Background: Non-alcoholic fatty liver disease (NAFLD) has reached pandemic proportions globally, particularly affecting individuals with type 2 diabetes mellitus (T2DM).
Objective: Our study aims to elucidate the diagnostic value of fasting C-peptide in combination with insulin resistance for assessing hepatic fibrosis in patients with T2DM and comorbid NAFLD.
Design: This was a retrospective study.
Setting: The study was conducted at the Affiliated Hospital of Integrated Traditional Chinese and Western Medicine, Nanjing University of Chinese Medicine.
Participants: The research involved 76 type 2 diabetes mellitus patients with nonalcoholic fatty liver disease, diagnosed at our hospital from April 2020 to October 2022. Patients were categorized into the non-progressive hepatic fibrosis group (n = 64) and progressive hepatic fibrosis group (n = 12) based on fibrosis-4 value.
Interventions: General data, systolic/diastolic blood pressure, fasting plasma glucose, fasting C-peptide, fasting insulin, glycosylated hemoglobin, uric acid, triglyceride, high-density lipoprotein cholesterol, low-density lipoprotein cholesterol, aspartate transaminase, alanine transaminase, and γ-glutamyl transferase were collected. Insulin resistance was calculated using a designated formula.
Primary outcomes measures: The predictive impact of fasting C-peptide in combination with insulin resistance was evaluated through receiver operating characteristic curves.

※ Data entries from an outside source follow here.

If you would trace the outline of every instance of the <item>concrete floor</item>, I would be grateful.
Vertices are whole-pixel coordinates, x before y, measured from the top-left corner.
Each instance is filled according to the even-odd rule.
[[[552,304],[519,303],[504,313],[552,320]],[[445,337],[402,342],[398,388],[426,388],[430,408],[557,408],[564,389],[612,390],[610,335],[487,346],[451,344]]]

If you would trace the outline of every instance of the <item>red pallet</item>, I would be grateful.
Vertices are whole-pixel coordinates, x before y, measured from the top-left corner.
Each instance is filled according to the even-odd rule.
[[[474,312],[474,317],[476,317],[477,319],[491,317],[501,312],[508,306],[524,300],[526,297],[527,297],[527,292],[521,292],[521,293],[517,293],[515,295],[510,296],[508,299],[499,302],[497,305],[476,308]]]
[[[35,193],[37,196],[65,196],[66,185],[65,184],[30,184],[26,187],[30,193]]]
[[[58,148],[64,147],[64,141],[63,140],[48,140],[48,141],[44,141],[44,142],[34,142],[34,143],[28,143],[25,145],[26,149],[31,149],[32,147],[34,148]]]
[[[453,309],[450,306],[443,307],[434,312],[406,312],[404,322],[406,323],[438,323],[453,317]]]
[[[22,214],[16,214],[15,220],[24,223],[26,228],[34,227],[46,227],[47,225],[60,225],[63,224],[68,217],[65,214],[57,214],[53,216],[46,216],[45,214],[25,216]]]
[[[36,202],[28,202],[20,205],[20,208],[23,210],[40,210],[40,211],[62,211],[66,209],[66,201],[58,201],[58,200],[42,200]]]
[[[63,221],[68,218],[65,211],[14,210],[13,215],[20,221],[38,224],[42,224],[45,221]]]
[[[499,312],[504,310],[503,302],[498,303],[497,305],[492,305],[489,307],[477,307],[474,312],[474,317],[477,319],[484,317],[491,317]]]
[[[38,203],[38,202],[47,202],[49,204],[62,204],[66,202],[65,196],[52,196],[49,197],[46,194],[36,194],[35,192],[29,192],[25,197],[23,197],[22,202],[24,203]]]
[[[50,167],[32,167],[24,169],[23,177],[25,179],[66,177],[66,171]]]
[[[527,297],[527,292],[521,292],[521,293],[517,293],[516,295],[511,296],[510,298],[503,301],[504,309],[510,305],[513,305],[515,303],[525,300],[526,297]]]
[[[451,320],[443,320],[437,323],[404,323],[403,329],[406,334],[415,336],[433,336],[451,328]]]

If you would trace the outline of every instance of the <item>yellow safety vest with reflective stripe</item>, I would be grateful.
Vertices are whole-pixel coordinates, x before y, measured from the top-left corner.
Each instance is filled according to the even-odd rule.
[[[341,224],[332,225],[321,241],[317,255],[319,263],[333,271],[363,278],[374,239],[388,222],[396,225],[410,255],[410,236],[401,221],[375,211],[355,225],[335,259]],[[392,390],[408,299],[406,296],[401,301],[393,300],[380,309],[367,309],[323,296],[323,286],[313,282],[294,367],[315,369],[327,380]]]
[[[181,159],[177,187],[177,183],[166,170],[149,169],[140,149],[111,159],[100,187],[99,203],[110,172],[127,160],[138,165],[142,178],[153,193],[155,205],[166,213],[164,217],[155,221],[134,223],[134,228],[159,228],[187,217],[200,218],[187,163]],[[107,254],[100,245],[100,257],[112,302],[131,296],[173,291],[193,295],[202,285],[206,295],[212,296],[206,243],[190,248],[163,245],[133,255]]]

Results: The age, body mass index, fasting C-peptide, fasting insulin, aspartate transaminase, and insulin resistance showed a significant increase in the progressive hepatic fibrosis group compared to the non-progressive group (P = .006, P = .014, P < .001, P < .001, P = .004, and P = .021). The combination's sensitivity demonstrated an elevation compared to fasting C-peptide or insulin resistance alone (P = .005).
Conclusions: Fasting C-peptide in combination with insulin resistance proves to have a substantial predictive impact on hepatic fibrosis in type 2 diabetes mellitus patients with nonalcoholic fatty liver disease, holding valuable clinical diagnostic potential.